Fit the model of happiness related to region of the world, GDP per Capita, family wellness, health conditions, freedom and some other factors.
The purpose of this study is to understand what are the main factors making people happy, so we can commit more energy on those main factors.
Statistical testing, Cloud computing basics(AWS EC2, S3, IAM etc.). We need to learn the Stats model for linear regression, statsmodels and sklearn for logistic regression, and model evaluation and selection.
Happiness Data for 2015,2016 and 2017 from Kaggle:
https://www.kaggle.com/unsdsn/world-happiness#2015.csv
https://www.kaggle.com/unsdsn/world-happiness#2016.csv
https://www.kaggle.com/unsdsn/world-happiness#2017.csv
Country: Name of the country.
Region: Region the country belongs to.
Happiness Rank: Rank of the country based on the Happiness Score.
Happiness Score: A metric measured in 2015 by asking the sampled people the question: "How would you rate your happiness on a scale of 0 to 10 where 10 is the happiest."
Standard Error: The standard error of the happiness score.
Economy (GDP per Capita): The extent to which GDP contributes to the calculation of the Happiness Score.
Family: The extent to which Family contributes to the calculation of the Happiness Score
Health (Life Expectancy): The extent to which Life expectancy contributed to the calculation of the Happiness Score
Freedom: The extent to which Freedom contributed to the calculation of the Happiness Score.
Trust (Government Corruption): The extent to which Perception of Corruption contributes to Happiness Score.
Generosity: The extent to which Generosity contributed to the calculation of the Happiness Score.
Dystopia Residual: The extent to which Dystopia Residual contributed to the calculation of the Happiness Score.
We need to clean up the data.
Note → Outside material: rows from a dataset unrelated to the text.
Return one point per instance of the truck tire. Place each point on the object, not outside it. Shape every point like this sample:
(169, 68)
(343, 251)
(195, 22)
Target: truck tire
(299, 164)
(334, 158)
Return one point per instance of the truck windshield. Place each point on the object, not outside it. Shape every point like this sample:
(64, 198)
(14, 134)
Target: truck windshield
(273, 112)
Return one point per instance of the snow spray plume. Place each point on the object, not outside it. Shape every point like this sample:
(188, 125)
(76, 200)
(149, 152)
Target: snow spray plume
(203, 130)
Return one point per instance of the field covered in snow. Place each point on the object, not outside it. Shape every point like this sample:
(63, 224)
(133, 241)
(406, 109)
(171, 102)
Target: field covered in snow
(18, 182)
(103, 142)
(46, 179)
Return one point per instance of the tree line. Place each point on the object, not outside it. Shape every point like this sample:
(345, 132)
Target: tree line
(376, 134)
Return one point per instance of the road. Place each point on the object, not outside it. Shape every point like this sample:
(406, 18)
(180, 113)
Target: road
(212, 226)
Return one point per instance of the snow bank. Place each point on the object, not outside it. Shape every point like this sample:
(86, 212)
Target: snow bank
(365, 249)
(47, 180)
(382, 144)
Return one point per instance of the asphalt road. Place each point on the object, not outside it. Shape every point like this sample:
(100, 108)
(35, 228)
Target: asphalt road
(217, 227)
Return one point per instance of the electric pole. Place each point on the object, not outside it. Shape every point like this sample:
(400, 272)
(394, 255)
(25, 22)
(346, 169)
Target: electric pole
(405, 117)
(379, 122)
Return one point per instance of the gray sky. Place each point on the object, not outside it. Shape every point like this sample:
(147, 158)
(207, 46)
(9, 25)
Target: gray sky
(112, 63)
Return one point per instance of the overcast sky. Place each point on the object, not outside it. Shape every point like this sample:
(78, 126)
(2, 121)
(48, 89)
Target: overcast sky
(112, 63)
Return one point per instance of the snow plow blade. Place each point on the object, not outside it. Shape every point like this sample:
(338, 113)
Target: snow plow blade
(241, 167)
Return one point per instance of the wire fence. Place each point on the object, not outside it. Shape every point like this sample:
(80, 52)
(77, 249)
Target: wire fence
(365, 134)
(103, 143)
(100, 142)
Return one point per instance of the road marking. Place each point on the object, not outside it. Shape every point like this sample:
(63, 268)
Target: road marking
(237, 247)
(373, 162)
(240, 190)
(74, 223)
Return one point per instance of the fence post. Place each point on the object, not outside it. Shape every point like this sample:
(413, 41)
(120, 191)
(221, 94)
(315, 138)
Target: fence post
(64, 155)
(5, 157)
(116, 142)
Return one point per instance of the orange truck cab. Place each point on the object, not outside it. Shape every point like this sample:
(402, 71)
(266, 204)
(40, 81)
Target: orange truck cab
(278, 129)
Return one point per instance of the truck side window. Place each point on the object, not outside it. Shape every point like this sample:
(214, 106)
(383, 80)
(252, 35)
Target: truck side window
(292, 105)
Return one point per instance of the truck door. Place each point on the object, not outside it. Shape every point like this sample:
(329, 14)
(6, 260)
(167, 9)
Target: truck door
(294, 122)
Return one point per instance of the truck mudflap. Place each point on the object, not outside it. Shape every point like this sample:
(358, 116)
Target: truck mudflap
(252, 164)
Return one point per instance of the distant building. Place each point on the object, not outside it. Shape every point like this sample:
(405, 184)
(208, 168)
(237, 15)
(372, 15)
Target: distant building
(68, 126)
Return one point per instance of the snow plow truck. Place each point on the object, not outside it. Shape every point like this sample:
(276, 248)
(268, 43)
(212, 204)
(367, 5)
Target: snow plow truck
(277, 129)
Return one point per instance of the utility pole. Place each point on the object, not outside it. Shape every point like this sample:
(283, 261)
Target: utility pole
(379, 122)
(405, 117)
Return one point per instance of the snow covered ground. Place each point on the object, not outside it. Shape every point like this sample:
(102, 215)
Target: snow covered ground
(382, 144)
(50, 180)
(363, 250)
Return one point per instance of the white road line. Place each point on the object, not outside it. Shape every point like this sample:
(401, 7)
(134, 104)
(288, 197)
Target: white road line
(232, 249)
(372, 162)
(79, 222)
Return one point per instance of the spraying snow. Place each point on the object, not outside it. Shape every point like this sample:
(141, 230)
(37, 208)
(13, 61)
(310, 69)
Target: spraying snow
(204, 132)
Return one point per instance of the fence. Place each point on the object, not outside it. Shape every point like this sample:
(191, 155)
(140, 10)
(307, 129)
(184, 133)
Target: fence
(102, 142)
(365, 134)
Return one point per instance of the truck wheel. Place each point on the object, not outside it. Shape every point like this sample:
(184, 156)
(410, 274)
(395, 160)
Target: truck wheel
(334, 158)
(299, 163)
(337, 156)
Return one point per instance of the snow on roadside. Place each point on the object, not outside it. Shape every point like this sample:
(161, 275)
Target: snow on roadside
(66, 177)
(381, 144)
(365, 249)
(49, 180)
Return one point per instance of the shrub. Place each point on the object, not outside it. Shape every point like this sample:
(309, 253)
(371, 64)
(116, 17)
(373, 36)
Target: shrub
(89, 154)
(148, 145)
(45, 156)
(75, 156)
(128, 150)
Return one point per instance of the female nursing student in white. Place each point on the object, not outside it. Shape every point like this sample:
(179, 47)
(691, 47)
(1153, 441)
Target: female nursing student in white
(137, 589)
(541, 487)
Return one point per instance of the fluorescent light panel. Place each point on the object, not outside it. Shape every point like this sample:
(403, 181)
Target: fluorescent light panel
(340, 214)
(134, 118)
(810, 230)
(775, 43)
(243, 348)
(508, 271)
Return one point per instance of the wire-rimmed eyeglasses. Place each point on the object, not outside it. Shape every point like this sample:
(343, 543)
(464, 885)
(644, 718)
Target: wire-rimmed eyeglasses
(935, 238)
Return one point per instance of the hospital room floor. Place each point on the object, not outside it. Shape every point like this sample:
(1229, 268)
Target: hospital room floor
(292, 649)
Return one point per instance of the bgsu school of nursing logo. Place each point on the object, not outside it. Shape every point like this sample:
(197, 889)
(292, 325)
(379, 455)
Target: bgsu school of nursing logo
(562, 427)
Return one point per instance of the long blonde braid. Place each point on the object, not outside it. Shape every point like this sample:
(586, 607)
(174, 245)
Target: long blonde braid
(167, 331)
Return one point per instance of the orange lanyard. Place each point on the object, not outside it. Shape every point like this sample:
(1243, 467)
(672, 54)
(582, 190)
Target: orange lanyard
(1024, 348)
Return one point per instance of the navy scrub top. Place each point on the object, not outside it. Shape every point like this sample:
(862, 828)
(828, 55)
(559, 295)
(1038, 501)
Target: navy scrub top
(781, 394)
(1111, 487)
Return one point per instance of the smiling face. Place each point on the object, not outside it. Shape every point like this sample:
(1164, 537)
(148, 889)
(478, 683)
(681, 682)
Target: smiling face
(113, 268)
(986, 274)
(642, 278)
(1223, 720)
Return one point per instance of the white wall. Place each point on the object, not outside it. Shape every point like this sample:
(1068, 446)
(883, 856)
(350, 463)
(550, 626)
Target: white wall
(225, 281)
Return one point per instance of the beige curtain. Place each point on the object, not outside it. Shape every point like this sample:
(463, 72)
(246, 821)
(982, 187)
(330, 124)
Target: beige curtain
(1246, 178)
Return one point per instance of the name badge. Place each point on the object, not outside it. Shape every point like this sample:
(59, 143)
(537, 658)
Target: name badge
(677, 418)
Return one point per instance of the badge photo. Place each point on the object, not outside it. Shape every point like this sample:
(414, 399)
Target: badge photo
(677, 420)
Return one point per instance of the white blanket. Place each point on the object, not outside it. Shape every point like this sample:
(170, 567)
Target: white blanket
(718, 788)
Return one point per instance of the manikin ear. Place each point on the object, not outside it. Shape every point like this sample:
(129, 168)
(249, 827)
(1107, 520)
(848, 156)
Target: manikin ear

The reason is that some attributes we do not need to use so we need to remove these data, and there might be missing values we need to handle. We also need to create hypothesis, for example, is GDP per capital independent? Or is it related to health conditions? And then with these hypothesis, we can perform desired tests. Data bias analysis is also a good approach to let us better do data cleaning.
We want to use the existence data to predict the future result. We wish to use linear (or more complicated method if mentioned in later classes) regression to create the model. We want to find what is affect the happiness so we wish to use GDP per Capita, family wellness, health conditions, freedom and some other factors to predict which factor will affect the happiness more in the future.
Split the set into training set and testing set, create the model with training set and test the model using training set. For AWS cloud, we're not familiar with AWS at this moment, we might be using AWS API for the project, unknown at this time.
Dataset and motivation Research Questions | 0 weeks |
---|---|
Data cleanup | 1 weeks |
Modelling activity/evaluation and findings | 2 weeks |
Statistical Summary | 2 weeks |
Main visualization | 2 weeks |